Our depolarized Outer Banks reunion, with some wild horses

Last week we had a family reunion at Corolla, on the Outer Banks of North Carolina.  All told, there were 29 Tillers and their close connections, from several states, ranging in age from a few weeks to 69.  We took up three beach houses and gathered together to go to the beach, have dinner, and play games.

We had pleasant weather, and the water was warm enough for swimming, though some straw had washed up on the beach during a previous storm.  Just north of Corolla, the beach is open to four wheel drive vehicles, and I took mine up  there to look for the resident wild horses.  I made these pictures, among others.  It was cheering to see these big animals making their own way and looking calm and reasonably healthy.  

There was a sort of elephant in the room at this family reunion, which was a strong divergence of political views.  As regular readers have probably noted, my politics are far from conservative, as are those of a few other relations.  Probably a majority of the other Tillers identify strongly as conservatives.  In this time of extreme political polarization, with many primed to see politics in terms of a battle of good versus evil, some wondered, how would we get along?
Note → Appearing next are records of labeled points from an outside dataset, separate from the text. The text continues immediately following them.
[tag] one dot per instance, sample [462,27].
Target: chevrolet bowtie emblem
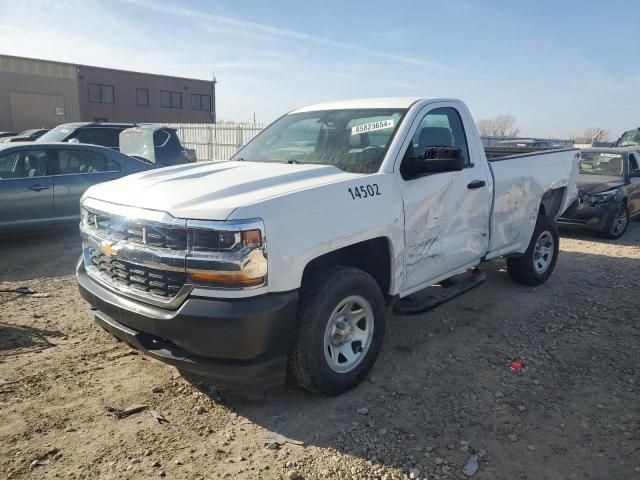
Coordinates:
[109,249]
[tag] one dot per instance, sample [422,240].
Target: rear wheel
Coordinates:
[618,223]
[341,321]
[535,266]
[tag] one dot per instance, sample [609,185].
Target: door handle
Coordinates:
[476,184]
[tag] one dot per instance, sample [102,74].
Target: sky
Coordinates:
[559,67]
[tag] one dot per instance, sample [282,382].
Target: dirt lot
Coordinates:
[442,389]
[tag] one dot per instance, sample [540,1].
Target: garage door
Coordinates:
[34,110]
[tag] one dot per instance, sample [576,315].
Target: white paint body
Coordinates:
[434,225]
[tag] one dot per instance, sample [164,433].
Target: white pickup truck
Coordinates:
[290,254]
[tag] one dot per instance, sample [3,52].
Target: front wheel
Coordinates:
[341,322]
[618,223]
[535,266]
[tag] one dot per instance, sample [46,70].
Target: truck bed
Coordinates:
[497,152]
[519,189]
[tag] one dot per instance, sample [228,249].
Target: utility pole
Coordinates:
[213,99]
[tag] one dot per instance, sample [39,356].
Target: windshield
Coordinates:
[629,139]
[58,134]
[601,164]
[352,140]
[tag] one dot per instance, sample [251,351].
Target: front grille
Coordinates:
[146,233]
[161,283]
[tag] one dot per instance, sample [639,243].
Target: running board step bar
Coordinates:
[413,305]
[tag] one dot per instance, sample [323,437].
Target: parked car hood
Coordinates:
[598,183]
[213,190]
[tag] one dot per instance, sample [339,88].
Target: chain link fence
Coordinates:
[216,141]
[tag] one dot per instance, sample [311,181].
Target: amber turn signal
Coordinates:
[225,279]
[251,238]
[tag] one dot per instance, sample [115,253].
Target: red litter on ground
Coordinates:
[516,365]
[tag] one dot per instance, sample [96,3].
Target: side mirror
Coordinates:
[438,159]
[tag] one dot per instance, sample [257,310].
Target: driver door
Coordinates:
[446,213]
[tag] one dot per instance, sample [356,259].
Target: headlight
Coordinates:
[227,254]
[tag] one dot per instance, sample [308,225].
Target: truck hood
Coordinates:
[213,190]
[599,183]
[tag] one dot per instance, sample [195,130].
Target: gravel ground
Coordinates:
[441,396]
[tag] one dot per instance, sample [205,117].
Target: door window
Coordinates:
[633,165]
[441,127]
[82,161]
[24,164]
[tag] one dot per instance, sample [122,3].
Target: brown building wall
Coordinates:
[125,108]
[36,93]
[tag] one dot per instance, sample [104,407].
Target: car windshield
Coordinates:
[58,134]
[352,140]
[601,164]
[629,139]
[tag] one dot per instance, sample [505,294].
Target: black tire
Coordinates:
[612,231]
[321,294]
[522,269]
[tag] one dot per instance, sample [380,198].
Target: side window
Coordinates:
[160,138]
[111,137]
[24,164]
[8,164]
[441,127]
[82,161]
[87,135]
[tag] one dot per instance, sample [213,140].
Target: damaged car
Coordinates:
[608,191]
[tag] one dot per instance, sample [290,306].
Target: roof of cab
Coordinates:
[381,102]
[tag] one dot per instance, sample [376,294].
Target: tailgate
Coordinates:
[520,181]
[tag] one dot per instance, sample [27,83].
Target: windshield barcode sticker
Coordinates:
[370,127]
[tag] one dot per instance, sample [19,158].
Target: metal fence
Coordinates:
[216,141]
[220,141]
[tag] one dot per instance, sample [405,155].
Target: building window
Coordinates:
[170,99]
[142,97]
[201,102]
[100,93]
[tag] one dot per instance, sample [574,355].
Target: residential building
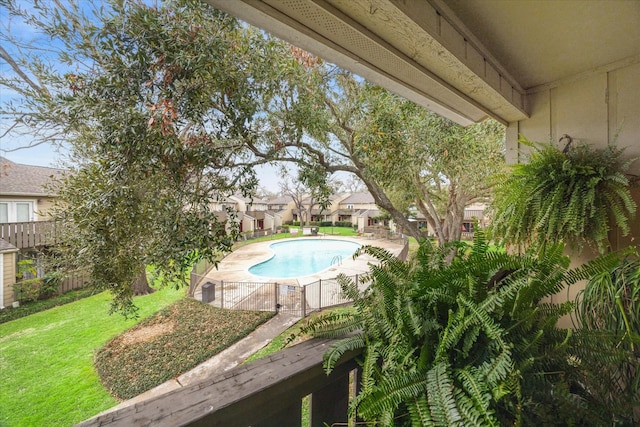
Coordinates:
[25,201]
[24,193]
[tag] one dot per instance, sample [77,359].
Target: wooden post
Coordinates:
[291,416]
[330,404]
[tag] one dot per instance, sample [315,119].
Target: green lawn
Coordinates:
[46,360]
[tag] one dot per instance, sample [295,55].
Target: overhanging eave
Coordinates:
[396,47]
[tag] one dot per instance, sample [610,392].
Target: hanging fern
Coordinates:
[574,196]
[469,342]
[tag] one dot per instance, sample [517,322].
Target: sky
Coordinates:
[17,148]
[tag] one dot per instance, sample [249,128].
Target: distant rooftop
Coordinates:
[362,197]
[25,180]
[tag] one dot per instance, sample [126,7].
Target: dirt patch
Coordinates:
[146,333]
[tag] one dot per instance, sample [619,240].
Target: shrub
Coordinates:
[469,342]
[573,196]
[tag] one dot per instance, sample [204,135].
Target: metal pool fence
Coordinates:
[298,300]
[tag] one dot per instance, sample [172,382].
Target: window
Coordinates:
[11,211]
The answer, it turned out, was just fine.  We found plenty of things in common, like kids, jobs, food, sports, houses, and family memories.  There was a lot of laughter.  It’s easy to overemphasize the significance of political differences, and to forget how much of our lives has little to do with our political allegiances.  Our reunion was a good reminder:  we all (Tillers, and of course, others too) are closely tied, and those ties are important.

The reunion also reminded me that there are plenty of differences of opinions among those on the conservative side.  The loudness and shrillness of right-wing media is misleading in many ways, including giving the impression of a conservative monolith.

I don’t mean to suggest that political differences are unimportant, especially now.  The transformation of the Republican party into the party of Trump, with its gloves-off program to seize power is still happening.  Republican leaders all across the country are passing new laws to increase the likelihood that they won’t lose future elections.  They’re also passing laws to prevent schools from teaching about topics that inspire questions about the existing social order, like our history of slavery and continuing racism.  

But there is a lot of political movement in the opposite direction, addressing some of our biggest problems, including climate change, economic fairness, health care, institutionalized violence, and education.  In the face of radical Trumpism, President Biden is boring in a good way — practical and down to earth.  Perhaps this is the storm before the calm. 

Speaking of earth and hope, two cheers for the President’s 30 by 30 initiative:  conservation of 30 percent of our land and water by 2030.  So far, this hasn’t made big headlines, but it should help in addressing both global warming and the biodiversity crisis.  Some fifty other countries are working on this same goal.    Non-human animals are usually ignored as humans pursue their goals, to their and our great loss.  While I tend to go with E.O. Wilson, who has advocated a target of protecting 50 percent, it’s a good start.